Son regard s’illumine.

« Rien de paranormal, surnaturel, ou quoi que ce soit dans ce genre là. Il faut que ce soit crédible.

-ahh ok, je change alors ! »

Fais donc ça…

La fin de l’heure approche, quelques sprinteurs ont terminé mais quelques uns ont dû changer la roue et ne voient pas encore la ligne d’arrivée.

« Il vous reste 10 minutes »

Effroi collectif mais les voilà repartis de plus belle. Ils grattent le papier, relisent aussi vite que possible, ferme cette maudite copie double, bouche leur stylo…

c’est terminé.

C »est à moi de travailler maintenant.

Les élèves sont toujours vengés des tortures qu’on leur fait subir même s’ils ne le savent pas.

En vrac

6h : le réveil sonne, ça pique un peu quand on ne l’a pas entendu aussi tôt depuis quinze jours.

6h45 : sur l’autoroute, il fait nuit mais il y a peu de voitures et quasiment pas de pub à la radio.

7h35 : file d’attente à la photocopieuse, les collègues semblent aussi réveillés que moi.

7h45: dans la salle, je descends toutes les chaises des bureaux. Inutile de commencer la journée par 2000 décibels de métal qui s’entrechoquent. Le tableau est prêt, l’ordinateur allumé, Pronote activé.

7h53 : ça sonne.  Mes 6e sont calmes, ils se rangent en silence. Ils dorment encore, eux aussi avaient oublié la sonnerie du réveil. ça m’arrange, l’activité de ce matin a besoin de calme.

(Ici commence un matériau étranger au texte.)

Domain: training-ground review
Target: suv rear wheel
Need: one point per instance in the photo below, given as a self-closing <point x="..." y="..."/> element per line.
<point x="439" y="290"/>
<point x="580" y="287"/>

Travail du jour sur Riquet à la Houppe de Perrault : je lis le texte à voix haute puis je m’arrête à chaque moment clé. A eux de deviner ce qui doit se passer ensuite. J’avais déjà tenté cela l’année dernière, c’était un échec. La moitié des élèves connaissait Barbe Bleue, l’autre croyait qu’il fallait terminer l’histoire à chaque coupure… Cette fois-ci avec Riquet, je limite la casse et j’anticipe dans les consignes pour qu’ils se contentent de deviner ce qui va immédiatement suivre et non la fin de l’histoire.

Pour ceux qui ne connaissent pas l’histoire : une reine met au monde un fils extrêmement laid mais dont l’intelligence est inégalable. Une fée lui donne alors le don de rendre intelligente celle qu’il aimera. Il a sur la tête, une houppe rousse d’où son nom Riquet à la houppe. Dans un royaume voisin, une autre reine met au monde une fille extrêmement belle mais très bête. Elle a le don de rendre beau celui qu’elle aimera.

Un jour, accablée d’être la risée du royaume, elle part se réfugier dans la forêt pour pleurer quand soudain, elle voit venir…

« A vous maintenant d’écrire ce qu’elle a bien pu voir »

Je passe dans les rangs pour voir les réponses, quelques filles attendent un prince, d’autres ont pensé que ça pouvait être Riquet. Je m’approche d’A., il est appliqué sur ce qu’il fait:

« Qu’est-ce que tu as marqué ?

-Elle voit venir un énorme dragon !

-Un dragon ? Mais qu’est-ce qu’il va lui faire?

-Ben il va la transformer en mechoui ! »

Impossible de ne pas éclater de rire. Après tout, elle est trop bête cette princesse.

C’est la reprise, ils m’avaient manqué en fait.